Born Believers: How Your Brain Creates God
WHILE many institutions collapsed during the Great Depression that began in 1929, one kind did rather well. During
this leanest of times, the strictest, most authoritarian churches saw a surge in attendance.
This anomaly was documented in the early 1970s, but only now is science beginning to tell us why. It turns out that
human beings have a natural inclination for religious belief, especially during hard times. Our brains effortlessly conjure
up an imaginary world of spirits, gods and monsters, and the more insecure we feel, the harder it is to resist the pull of
this supernatural world. It seems that our minds are finely tuned to believe in gods.
The Credit Crunch Could Be A Boon For Irrational Belief
dougsmith Posted: 11 February 2009 10:22 AM
Joined 2006-02-14 I don’t see how humans could be “hard-wired to be religious” in any serious sense of the term “religious”. I imagine what they’re talking about is a hard-wired tendency to find agency where it is not; spirits, ancestors, and yes gods; but there is nothing necessarily religious about this. How could we be hard-wired to be religious if religions basically didn’t exist until five or ten thousand years ago? They are a relatively modern phenomenon, as much sociopolitical as anything.
Perhaps the thought is that our hard-wiring tends to make people receptive to religious ideas in the present environment. But that’s sort of a vague claim, and not clearly true either, especially when the same hard-wiring could easily lead someone into non-religious New Agey ideas.

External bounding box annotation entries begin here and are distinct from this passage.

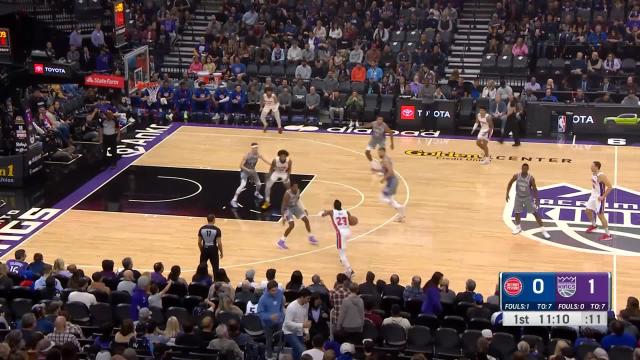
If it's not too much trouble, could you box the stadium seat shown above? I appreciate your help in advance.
[11,298,33,319]
[89,302,113,327]
[489,332,516,359]
[162,294,182,311]
[380,324,407,347]
[362,94,378,121]
[405,325,433,354]
[435,327,461,359]
[362,319,380,343]
[620,58,636,74]
[115,304,131,324]
[496,55,513,76]
[164,306,191,324]
[460,328,487,359]
[550,59,566,75]
[64,301,91,325]
[271,64,286,79]
[415,314,440,331]
[536,58,551,79]
[390,30,406,42]
[188,283,209,299]
[378,94,395,121]
[404,30,422,42]
[241,314,264,337]
[480,54,497,74]
[111,291,131,305]
[512,56,529,76]
[351,81,367,95]
[442,315,467,334]
[247,63,258,78]
[607,345,633,360]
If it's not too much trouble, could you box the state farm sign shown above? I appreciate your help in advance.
[31,63,70,76]
[84,74,124,89]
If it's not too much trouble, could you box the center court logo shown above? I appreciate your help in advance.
[404,150,571,164]
[503,184,640,256]
[400,105,416,120]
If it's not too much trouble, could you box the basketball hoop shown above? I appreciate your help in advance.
[136,82,160,105]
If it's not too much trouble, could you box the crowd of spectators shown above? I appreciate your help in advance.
[0,250,640,360]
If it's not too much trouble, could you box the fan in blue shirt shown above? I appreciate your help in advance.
[600,320,636,351]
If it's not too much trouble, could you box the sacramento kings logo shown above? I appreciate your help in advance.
[556,276,577,297]
[503,184,640,255]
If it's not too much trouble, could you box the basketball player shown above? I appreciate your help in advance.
[507,164,551,239]
[586,161,613,241]
[198,214,223,274]
[378,147,404,222]
[321,200,354,277]
[362,116,393,172]
[278,183,318,250]
[262,150,292,210]
[260,86,282,134]
[471,106,493,165]
[229,143,269,208]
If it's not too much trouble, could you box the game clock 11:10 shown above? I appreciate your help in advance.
[500,272,611,312]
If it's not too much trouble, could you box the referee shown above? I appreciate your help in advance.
[198,214,222,274]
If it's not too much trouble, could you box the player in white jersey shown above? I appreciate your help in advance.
[321,200,354,277]
[278,183,318,250]
[362,116,393,172]
[471,106,493,165]
[378,147,404,222]
[260,86,282,134]
[262,150,292,210]
[506,164,551,239]
[586,161,613,241]
[229,143,269,208]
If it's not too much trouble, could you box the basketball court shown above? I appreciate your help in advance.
[5,124,640,308]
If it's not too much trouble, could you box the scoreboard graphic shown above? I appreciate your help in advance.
[500,272,611,326]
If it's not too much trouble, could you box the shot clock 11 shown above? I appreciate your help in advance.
[500,272,611,326]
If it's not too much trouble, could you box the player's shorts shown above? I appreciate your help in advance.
[513,196,538,214]
[336,230,351,250]
[585,195,604,214]
[382,176,398,196]
[269,171,289,184]
[478,130,491,141]
[367,138,386,151]
[284,205,307,222]
[240,170,261,185]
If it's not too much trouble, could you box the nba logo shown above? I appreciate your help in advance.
[400,105,416,120]
[558,115,567,134]
[33,64,44,74]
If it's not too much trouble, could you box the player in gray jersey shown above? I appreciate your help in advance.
[229,143,270,208]
[378,147,404,222]
[278,183,318,250]
[362,116,393,172]
[507,164,551,239]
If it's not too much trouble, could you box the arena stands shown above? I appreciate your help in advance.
[0,252,640,360]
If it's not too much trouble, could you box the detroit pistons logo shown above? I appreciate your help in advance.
[503,184,640,256]
[400,105,416,120]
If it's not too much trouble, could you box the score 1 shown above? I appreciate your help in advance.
[500,272,556,311]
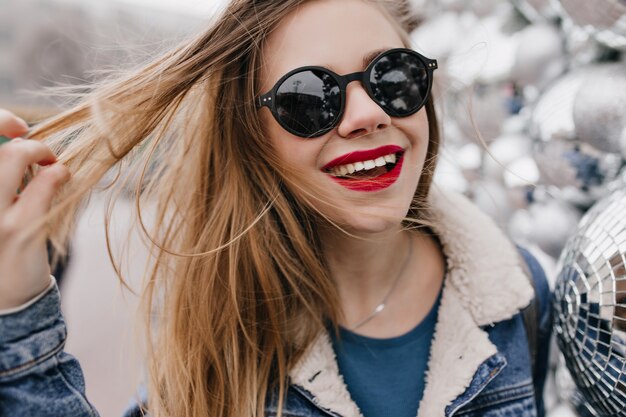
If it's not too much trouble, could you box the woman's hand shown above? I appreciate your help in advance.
[0,109,70,310]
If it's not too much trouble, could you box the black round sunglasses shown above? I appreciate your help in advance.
[257,48,437,138]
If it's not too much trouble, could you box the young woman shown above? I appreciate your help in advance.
[0,0,550,417]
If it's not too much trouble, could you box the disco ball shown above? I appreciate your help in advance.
[554,189,626,416]
[513,0,557,22]
[558,0,626,50]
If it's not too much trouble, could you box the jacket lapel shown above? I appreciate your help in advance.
[290,187,534,417]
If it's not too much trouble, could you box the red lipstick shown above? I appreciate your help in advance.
[323,145,404,192]
[322,145,404,170]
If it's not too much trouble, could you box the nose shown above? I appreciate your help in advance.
[337,82,391,139]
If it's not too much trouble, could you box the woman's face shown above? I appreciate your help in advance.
[260,0,429,234]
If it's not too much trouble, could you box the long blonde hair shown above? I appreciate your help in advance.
[32,0,439,417]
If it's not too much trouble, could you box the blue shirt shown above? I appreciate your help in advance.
[330,291,441,417]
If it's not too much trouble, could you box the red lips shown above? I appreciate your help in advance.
[322,145,404,192]
[322,145,404,171]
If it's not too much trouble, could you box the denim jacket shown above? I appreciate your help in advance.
[0,189,551,417]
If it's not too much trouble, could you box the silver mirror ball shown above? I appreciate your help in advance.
[554,189,626,416]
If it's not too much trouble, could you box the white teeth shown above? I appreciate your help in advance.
[330,154,397,177]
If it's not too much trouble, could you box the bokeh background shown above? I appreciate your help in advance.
[0,0,626,417]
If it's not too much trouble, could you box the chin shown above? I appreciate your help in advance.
[336,209,408,235]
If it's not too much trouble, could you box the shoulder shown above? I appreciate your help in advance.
[517,245,552,315]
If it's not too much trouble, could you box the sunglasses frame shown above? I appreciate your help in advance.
[256,48,438,138]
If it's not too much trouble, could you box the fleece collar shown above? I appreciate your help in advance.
[290,187,534,417]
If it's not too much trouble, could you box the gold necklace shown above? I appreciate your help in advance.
[348,236,413,331]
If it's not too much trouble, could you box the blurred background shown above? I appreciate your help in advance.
[0,0,626,417]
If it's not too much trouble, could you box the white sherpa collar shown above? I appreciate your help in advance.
[290,187,533,417]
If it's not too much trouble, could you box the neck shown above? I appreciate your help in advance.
[322,227,415,327]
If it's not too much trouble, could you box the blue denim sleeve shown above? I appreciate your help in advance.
[0,285,98,417]
[519,248,552,417]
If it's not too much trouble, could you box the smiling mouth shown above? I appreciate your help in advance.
[324,152,404,180]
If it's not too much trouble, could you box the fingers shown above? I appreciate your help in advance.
[0,138,56,210]
[14,162,70,221]
[0,109,28,138]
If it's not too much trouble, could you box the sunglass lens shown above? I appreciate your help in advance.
[370,52,429,116]
[275,70,341,137]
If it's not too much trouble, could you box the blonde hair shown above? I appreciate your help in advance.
[32,0,439,417]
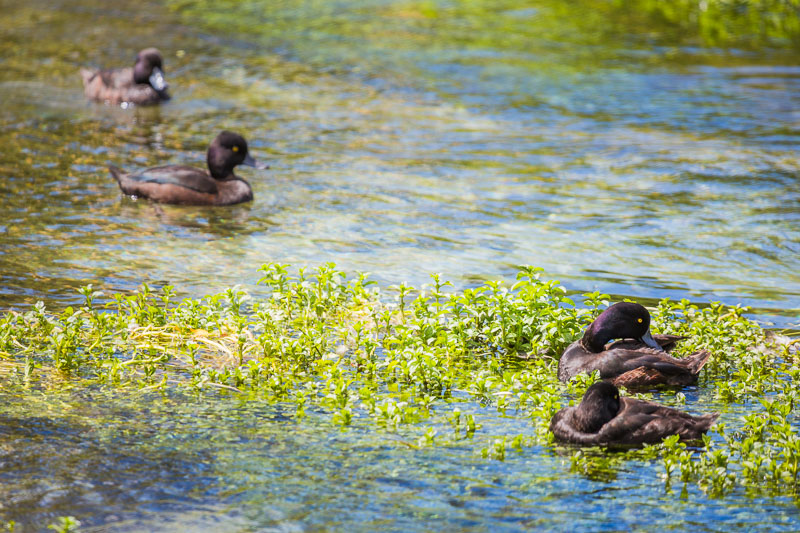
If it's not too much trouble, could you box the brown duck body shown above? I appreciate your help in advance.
[81,48,169,105]
[81,68,169,105]
[109,165,253,205]
[558,302,711,388]
[550,382,719,446]
[558,335,711,388]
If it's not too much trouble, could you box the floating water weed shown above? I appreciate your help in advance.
[0,263,800,496]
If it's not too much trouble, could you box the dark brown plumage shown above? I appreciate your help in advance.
[558,302,711,388]
[109,131,267,205]
[550,381,719,446]
[81,48,169,105]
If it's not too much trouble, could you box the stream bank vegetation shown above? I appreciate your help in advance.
[0,263,800,498]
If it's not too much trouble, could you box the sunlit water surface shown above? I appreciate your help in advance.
[0,0,800,531]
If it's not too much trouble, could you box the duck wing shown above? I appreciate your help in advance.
[605,334,689,352]
[128,165,218,194]
[598,398,719,444]
[592,348,711,379]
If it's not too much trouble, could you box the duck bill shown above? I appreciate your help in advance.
[148,67,169,92]
[639,329,664,352]
[241,154,269,170]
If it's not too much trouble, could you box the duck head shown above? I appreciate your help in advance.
[133,48,169,93]
[206,131,269,180]
[581,302,663,353]
[572,381,620,433]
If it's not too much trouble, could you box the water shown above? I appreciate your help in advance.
[0,0,800,531]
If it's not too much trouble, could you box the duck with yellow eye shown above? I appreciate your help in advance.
[558,302,711,388]
[550,381,719,446]
[108,131,269,205]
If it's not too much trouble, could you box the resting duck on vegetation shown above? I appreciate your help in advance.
[550,381,719,446]
[108,131,268,205]
[558,302,711,387]
[81,48,169,105]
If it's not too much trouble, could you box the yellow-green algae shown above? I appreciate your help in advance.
[0,263,800,497]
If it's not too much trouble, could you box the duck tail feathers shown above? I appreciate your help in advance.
[686,350,711,375]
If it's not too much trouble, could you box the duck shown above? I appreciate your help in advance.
[108,131,269,205]
[81,48,169,105]
[558,302,711,388]
[550,381,719,446]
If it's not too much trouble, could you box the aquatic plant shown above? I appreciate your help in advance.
[0,263,800,497]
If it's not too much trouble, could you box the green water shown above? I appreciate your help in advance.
[0,0,800,531]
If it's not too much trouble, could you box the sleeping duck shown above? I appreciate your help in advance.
[550,381,719,446]
[81,48,169,105]
[558,302,711,387]
[108,131,268,205]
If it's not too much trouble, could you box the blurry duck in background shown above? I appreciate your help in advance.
[558,302,711,388]
[550,381,719,446]
[81,48,169,105]
[108,131,269,205]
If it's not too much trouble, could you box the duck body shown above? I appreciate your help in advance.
[558,302,711,388]
[108,165,253,205]
[109,131,266,205]
[81,48,169,105]
[550,381,719,446]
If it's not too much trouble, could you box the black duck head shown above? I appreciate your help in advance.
[581,302,662,352]
[206,131,269,180]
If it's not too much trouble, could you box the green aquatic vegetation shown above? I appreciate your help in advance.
[0,263,800,495]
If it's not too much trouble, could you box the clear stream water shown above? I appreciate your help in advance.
[0,0,800,531]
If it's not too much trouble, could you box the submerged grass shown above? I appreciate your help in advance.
[0,263,800,498]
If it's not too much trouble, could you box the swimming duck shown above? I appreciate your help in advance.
[108,131,268,205]
[550,381,719,446]
[81,48,169,105]
[558,302,711,387]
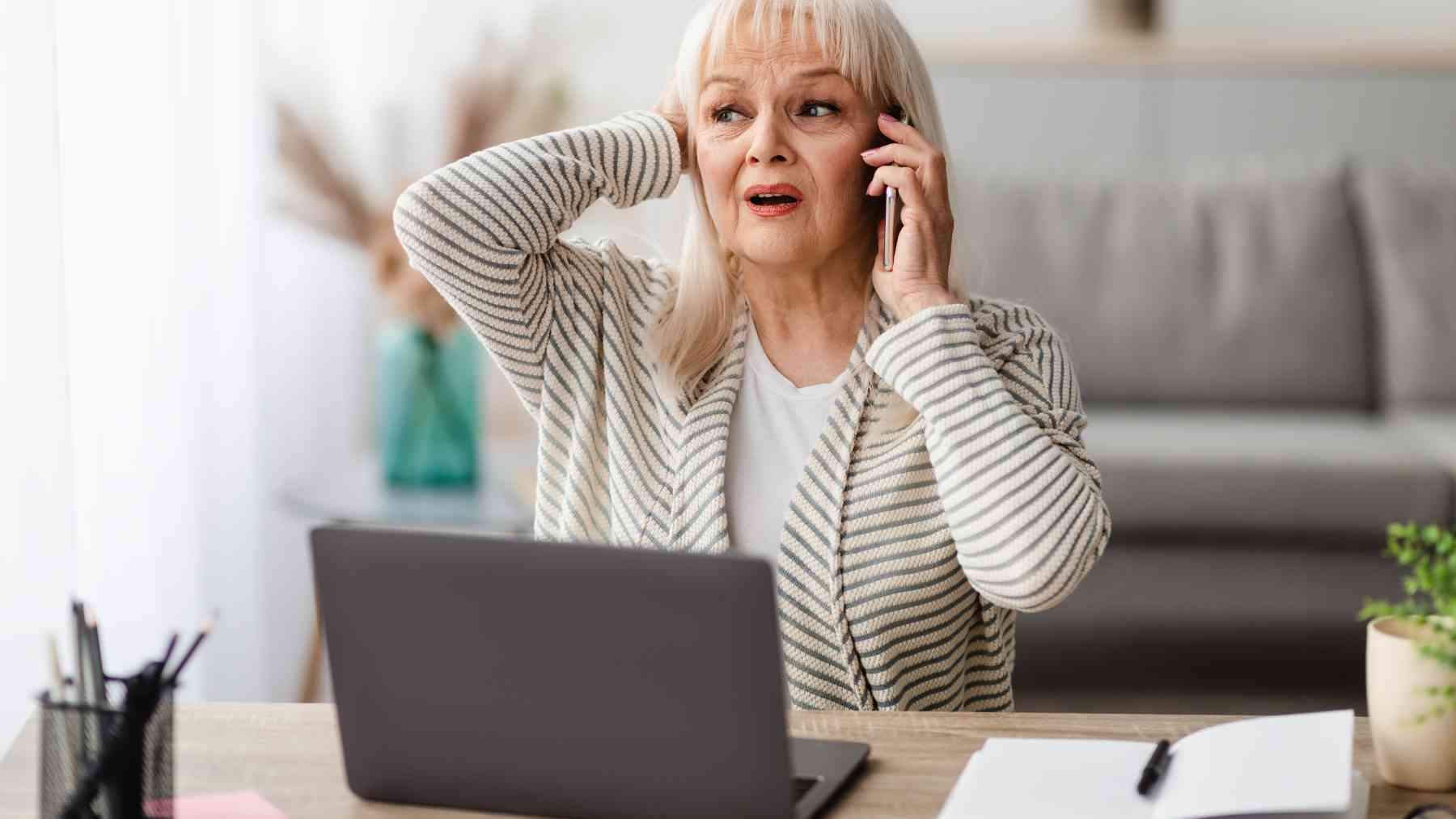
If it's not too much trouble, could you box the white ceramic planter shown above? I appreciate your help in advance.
[1365,617,1456,792]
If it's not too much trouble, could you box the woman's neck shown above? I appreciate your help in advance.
[741,251,872,387]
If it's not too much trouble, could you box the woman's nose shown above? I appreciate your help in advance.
[748,115,794,164]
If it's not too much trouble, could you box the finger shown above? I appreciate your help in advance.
[859,142,930,167]
[866,164,930,213]
[877,113,935,150]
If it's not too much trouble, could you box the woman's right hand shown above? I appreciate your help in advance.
[652,70,688,171]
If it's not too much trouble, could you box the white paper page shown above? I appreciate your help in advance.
[941,737,1153,819]
[1152,708,1354,819]
[1205,771,1370,819]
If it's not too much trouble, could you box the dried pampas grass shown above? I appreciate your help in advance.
[275,16,566,340]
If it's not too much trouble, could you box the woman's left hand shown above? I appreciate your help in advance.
[863,113,959,320]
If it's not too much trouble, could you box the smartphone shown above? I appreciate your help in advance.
[881,105,910,271]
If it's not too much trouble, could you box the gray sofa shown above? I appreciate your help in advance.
[957,157,1456,713]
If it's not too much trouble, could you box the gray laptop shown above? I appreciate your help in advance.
[310,526,870,817]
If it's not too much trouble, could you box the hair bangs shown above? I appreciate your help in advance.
[700,0,903,112]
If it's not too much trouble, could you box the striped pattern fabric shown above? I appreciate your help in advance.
[393,111,1111,710]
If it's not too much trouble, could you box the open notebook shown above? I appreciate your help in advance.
[941,710,1370,819]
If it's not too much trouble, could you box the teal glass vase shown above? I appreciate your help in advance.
[375,319,480,488]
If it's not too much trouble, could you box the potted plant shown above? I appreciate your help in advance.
[1357,522,1456,792]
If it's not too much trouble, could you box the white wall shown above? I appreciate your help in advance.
[1163,0,1456,42]
[0,3,76,749]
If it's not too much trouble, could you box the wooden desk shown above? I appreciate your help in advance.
[0,704,1456,819]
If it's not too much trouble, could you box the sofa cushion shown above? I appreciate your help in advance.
[1081,406,1453,541]
[1356,164,1456,406]
[957,160,1373,409]
[1389,406,1456,526]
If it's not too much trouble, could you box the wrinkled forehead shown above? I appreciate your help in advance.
[699,9,866,96]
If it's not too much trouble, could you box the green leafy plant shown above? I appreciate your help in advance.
[1356,522,1456,724]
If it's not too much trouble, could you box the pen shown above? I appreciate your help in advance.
[71,598,87,703]
[1137,739,1174,796]
[166,613,217,685]
[82,606,108,707]
[45,634,66,703]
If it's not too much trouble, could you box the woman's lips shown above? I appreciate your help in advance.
[743,182,804,217]
[744,200,801,217]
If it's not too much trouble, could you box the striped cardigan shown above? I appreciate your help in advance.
[393,111,1111,710]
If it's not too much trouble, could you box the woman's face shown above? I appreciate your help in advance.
[693,23,884,277]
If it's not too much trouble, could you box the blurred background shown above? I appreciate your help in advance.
[0,0,1456,746]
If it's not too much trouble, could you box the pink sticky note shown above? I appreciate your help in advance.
[146,790,288,819]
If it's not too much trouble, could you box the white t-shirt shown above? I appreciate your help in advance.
[725,320,849,563]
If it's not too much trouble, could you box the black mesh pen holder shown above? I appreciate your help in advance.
[40,677,173,819]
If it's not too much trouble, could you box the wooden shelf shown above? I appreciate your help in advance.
[921,35,1456,71]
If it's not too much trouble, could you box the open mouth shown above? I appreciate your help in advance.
[748,193,798,205]
[744,182,804,217]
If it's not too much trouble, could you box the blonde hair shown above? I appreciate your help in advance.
[651,0,964,397]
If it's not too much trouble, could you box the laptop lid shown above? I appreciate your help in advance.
[310,526,794,817]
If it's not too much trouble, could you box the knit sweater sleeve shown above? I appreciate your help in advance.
[866,301,1112,611]
[393,111,681,420]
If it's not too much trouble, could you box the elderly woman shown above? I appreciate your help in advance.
[395,0,1111,710]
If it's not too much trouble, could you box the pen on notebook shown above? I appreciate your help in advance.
[1137,739,1172,796]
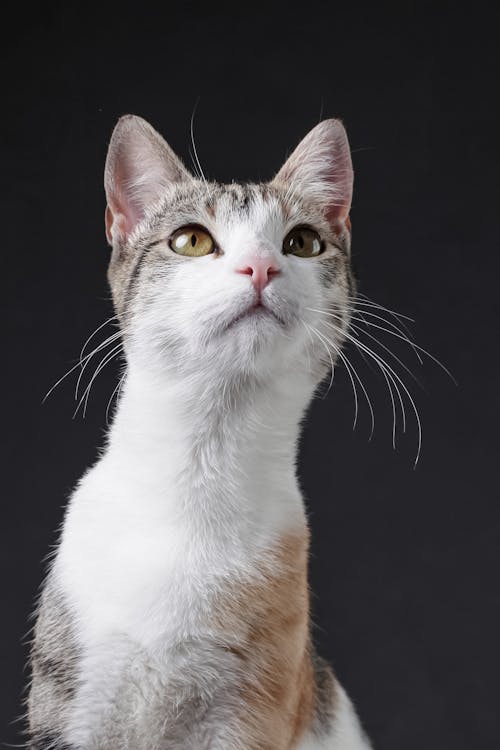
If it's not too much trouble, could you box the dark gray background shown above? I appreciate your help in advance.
[0,1,500,750]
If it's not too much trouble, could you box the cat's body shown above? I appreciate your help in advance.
[29,118,369,750]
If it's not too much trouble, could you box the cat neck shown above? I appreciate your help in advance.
[106,367,313,534]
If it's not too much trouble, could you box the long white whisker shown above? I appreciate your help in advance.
[73,341,123,419]
[348,335,422,466]
[42,332,121,404]
[80,315,117,359]
[320,320,406,449]
[190,102,207,182]
[311,325,359,430]
[75,331,122,401]
[301,320,335,395]
[354,292,415,323]
[312,320,375,440]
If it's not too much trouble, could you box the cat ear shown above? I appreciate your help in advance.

A large portion of the present acceptance of religion has to do with temporary factors of culture and family background (one tends to slide into the same religion that one’s parents hold).
Are you two talking about the same thing? It doesn’t appear so. By all appearances, Steve is talking about religious belief, while Doug appears to be referring to the institutions of religions.
Steve, how are you defining “religious”?
Doug, how are you defining it?
If you both post your answer, we’ll know whether you’re talking to or past each other.
How much of this simple exchange is a contest for etymological turf?
Of what use is that? What are its drawbacks?